İmamoğlu: İnşallah güzel bir yayın olur
CHP İstanbul Büyükşehir Belediye Başkan Adayı İmamoğlu, Binali Yıldırım ile katılacağı ortak yayına ilişkin, “Türkiye demokrasisine katkı sunan bir program olacağını umut ediyorum. İnşallah güzel bir yayın olur.” dedi.
CHP İstanbul Büyükşehir Belediye Başkan Adayı Ekrem İmamoğlu, gazetecilere yaptığı açıklamada, AK Parti İstanbul Büyükşehir Belediye Başkan Adayı Binali Yıldırım ile 16 Haziran Pazar günü saat 21.00’de yapılması planlanan ortak yayını değerlendirdi.
“Bugün bu noktaya gelmiş olmak, çok değerli benim için. 31 Mart öncesi ısrarla ‘Bu yayını yapalım’ demiştim. Rakibimiz ısrarla buna olumlu bakmamıştı. Kimisi, ‘Ne gerek var?’ demişti, kimisi, ‘Zaten meydanlarda konuşuyoruz’ demişti. Bazıları hatta, ‘Prim mi yaptıracağız?’ demişti. Bu, katılan kişiyle ilgili bir konu değildi.

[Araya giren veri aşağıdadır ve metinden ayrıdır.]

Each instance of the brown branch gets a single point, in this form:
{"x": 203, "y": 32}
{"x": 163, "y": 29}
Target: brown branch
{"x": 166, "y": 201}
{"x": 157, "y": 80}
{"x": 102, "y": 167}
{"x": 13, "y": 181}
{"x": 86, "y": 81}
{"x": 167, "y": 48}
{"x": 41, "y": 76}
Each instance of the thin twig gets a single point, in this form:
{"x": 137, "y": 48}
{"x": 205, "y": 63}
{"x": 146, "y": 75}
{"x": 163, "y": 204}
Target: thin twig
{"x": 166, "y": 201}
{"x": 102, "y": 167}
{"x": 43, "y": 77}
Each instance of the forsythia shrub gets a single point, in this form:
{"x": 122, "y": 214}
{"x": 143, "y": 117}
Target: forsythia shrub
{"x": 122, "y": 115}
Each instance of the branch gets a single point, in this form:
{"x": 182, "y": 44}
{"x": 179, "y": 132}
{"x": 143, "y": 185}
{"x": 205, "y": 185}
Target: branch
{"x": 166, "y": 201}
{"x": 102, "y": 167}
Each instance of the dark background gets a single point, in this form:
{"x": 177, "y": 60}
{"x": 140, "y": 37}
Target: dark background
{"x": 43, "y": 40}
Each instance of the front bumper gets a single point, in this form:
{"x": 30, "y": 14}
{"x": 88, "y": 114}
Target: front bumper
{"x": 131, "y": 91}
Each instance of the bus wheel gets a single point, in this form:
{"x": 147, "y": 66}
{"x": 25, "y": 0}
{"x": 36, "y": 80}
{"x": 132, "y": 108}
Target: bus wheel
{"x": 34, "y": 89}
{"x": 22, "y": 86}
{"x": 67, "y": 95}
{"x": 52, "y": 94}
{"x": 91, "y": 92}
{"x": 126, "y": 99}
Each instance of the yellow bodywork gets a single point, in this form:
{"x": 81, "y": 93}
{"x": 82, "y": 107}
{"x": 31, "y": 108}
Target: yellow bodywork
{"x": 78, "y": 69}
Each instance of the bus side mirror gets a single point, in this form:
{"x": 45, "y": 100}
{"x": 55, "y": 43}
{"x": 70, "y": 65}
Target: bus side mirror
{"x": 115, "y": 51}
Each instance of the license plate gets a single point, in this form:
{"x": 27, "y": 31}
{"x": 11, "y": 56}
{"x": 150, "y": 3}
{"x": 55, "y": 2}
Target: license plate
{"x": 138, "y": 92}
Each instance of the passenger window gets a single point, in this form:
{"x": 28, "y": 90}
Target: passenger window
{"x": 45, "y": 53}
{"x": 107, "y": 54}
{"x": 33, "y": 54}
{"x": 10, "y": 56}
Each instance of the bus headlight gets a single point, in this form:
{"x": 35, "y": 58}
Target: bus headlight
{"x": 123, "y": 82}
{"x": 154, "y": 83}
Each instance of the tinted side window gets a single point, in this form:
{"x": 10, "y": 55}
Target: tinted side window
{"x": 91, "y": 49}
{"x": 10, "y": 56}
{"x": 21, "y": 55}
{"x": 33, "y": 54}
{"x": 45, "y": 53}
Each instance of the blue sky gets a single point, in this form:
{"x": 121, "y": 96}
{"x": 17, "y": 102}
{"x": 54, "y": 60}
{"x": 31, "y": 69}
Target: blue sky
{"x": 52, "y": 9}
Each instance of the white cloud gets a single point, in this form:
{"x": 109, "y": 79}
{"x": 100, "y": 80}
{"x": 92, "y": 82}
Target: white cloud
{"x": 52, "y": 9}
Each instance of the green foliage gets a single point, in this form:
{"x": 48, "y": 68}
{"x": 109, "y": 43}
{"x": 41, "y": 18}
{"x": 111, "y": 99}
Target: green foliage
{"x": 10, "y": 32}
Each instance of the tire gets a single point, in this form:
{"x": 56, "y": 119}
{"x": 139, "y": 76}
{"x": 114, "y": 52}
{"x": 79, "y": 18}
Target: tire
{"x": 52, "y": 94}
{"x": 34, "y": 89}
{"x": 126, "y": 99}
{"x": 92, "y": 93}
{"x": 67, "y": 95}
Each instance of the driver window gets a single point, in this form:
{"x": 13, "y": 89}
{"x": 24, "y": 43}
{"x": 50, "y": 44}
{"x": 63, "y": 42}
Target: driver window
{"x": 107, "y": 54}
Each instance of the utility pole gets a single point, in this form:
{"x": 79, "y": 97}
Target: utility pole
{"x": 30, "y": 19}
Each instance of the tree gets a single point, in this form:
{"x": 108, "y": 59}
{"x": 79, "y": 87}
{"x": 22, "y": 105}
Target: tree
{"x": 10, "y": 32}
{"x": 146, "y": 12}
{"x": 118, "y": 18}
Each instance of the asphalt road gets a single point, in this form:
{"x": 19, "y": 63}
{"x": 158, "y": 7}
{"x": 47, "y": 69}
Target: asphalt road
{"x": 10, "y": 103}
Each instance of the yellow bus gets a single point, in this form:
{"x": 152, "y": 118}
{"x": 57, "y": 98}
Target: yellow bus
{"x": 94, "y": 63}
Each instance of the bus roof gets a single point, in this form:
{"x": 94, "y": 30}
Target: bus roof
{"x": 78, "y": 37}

Demokrasi sürecine katkı sunacağını düşündüğümüz için yaptığım bir çağrıydı. Bugün karşılık buldu. Çok mutluyum. Güzel bir sohbet olur inşallah. İstanbul’u ve seçimle ilgili yaşanan süreci sorgulayacağımız güzel bir sohbet olur. Türkiye’ye, Türkiye demokrasisine, yeni nesile özellikle, yeni nesil siyaset diline, çocuklara, gençlere gerçekten katkı sunan bir program olacağını umut ediyorum. Bu yönüyle, elimden gelen katkıyı sunacağımdan her vatandaşımın emin olmasını diliyorum. İnşallah güzel bir yayın olur.”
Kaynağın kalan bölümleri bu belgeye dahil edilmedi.